Restatements to El Paso Corp.’s oil and natural gas reserves will slice $2.7 billion off the value of production assets, and the resulting restatements to hedge accounting will cut shareholder equity by $1 billion, the company announced Monday. However, as it overcomes the 41% downward revision to its reserves, CEO Doug Foshee said the company’s core businesses, led by its pipeline group, remain solid.
In a conference call to discuss the progress on its financial restatements with analysts Monday, Foshee said the company has nearly completed its oil and gas restatements, along with the hedge accounting, which it announced earlier this month (see Daily GPI, Aug. 11). Using a 58-page presentation via the Internet, Foshee reviewed the progress to date.
“The punch line to all this is that we still know we have challenges ahead, but we are beginning to see the clouds part,” Foshee said. Even with the obstacles in its production segment, Foshee said the core pipeline group “continues to perform well,” and there are “encouraging signs in the turnaround of our production business.”
CFO Dwight Scott previewed the restatements, and said a process is underway to address two basic issues: the reserves revision and related hedge accounting treatments. The reserves restatements are “nearly complete,” but he noted they have taken time because there is no clear methodology on how to restate the revisions, particularly for earlier periods. The company used Dec. 31, 2003 as its starting point and began “working backwards, adjusting each quarter for actual production and pricing, 2003 estimates of operating and capital costs, and re-engineering material property sales.
What it determined, said Scott, is $2.7 billion pre-tax reduction to the value of the oil and gas properties, with a corresponding after-tax reduction in shareholder equity. El Paso is also reviewing its hedge accounting, with the restatement principally impacting the company’s merchant and production segments. There is expected to be $1.6 billion in incremental ceiling test charges, which will be partially offset by $6 million less in debt, depreciation and amortization. The restatement, Scott said, will have “little, if any” impact on cash flow. El Paso expects to file its 2003 Form 10-K by the end of the third quarter, and its 1Q2004 and 2Q2004 Form 10-Qs by Nov. 30.

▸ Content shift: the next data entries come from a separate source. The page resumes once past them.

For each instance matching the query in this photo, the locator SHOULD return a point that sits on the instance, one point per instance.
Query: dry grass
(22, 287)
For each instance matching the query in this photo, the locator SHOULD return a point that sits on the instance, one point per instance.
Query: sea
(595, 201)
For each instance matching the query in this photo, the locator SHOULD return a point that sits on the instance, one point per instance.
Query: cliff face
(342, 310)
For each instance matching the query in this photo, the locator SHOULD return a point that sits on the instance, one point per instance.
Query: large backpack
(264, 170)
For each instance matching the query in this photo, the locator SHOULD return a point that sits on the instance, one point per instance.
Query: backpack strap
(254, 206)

Despite the restatements, Foshee said asset sales are continuing, with $3.5 billion closed or announced, leading to a “sharp reduction in debt, and we expect that reduction to continue as we close as much as $1.8 billion in asset sales in the third quarter of 2004. Our cash flow has been consistent with our long-range plan, and we continue to benefit from natural gas and oil prices that are well above plan assumptions.”

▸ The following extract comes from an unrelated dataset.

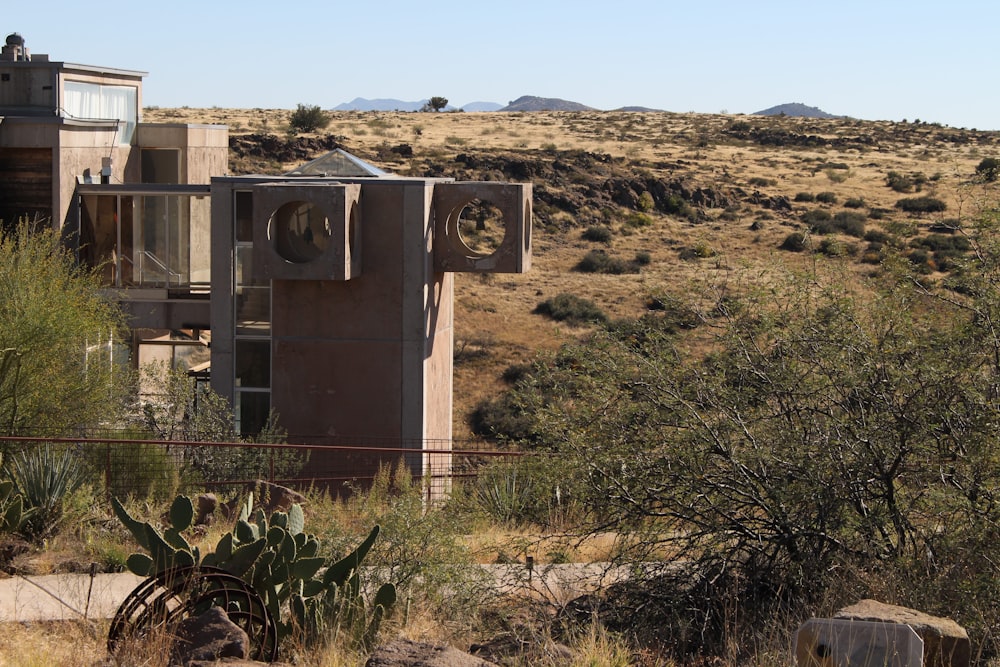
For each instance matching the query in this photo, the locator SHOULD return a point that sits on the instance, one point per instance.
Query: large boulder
(208, 637)
(406, 653)
(946, 643)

What hasn’t slowed down is El Paso’s solid pipeline group. In his review, John Somerhalder said the group continues to “meet or exceed” the company’s long-range plans, and said the outlook is strong because of several expansions that will add significant capacity to its natural gas pipeline system. All of the planned pipe expansions are continuing as scheduled with no slowdowns, he said.
Among other things, Somerhalder said progress continues on the new 750 MMcf/d Seafarer Pipeline project, which will transport gas from a proposed liquefied natural gas facility in the Bahamas to southern Florida. The project has secured a customer for all of the firm capacity and is working toward obtaining all regulatory approvals.

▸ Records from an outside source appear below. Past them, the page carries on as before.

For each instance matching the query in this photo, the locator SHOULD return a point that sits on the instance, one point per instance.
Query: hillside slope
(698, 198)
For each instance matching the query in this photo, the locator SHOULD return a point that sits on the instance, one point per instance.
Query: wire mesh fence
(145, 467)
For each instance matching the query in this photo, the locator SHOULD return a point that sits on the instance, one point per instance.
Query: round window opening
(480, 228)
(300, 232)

In the production group, Lisa Stewart, the former Apache Corp. executive who came on board to oversee the business in January, said she was encouraged by El Paso’s progress to rebuild. Currently, El Paso is producing 803 MMcfe/d, and though lower than estimated months ago, there are encouraging signs, she said. She estimated the final six months of 2004 will see production average between 825-875 MMcf/d, with some growth onshore in the United States and in Brazil. Gulf of Mexico production is flat and falling, but the company is “working hard” to stabilize the offshore, Stewart said.
Foshee also dismissed a question regarding the possible sale of the offshore properties. He said the Gulf of Mexico still held promise for the company, with more drilling planned now that the Group is stabilized.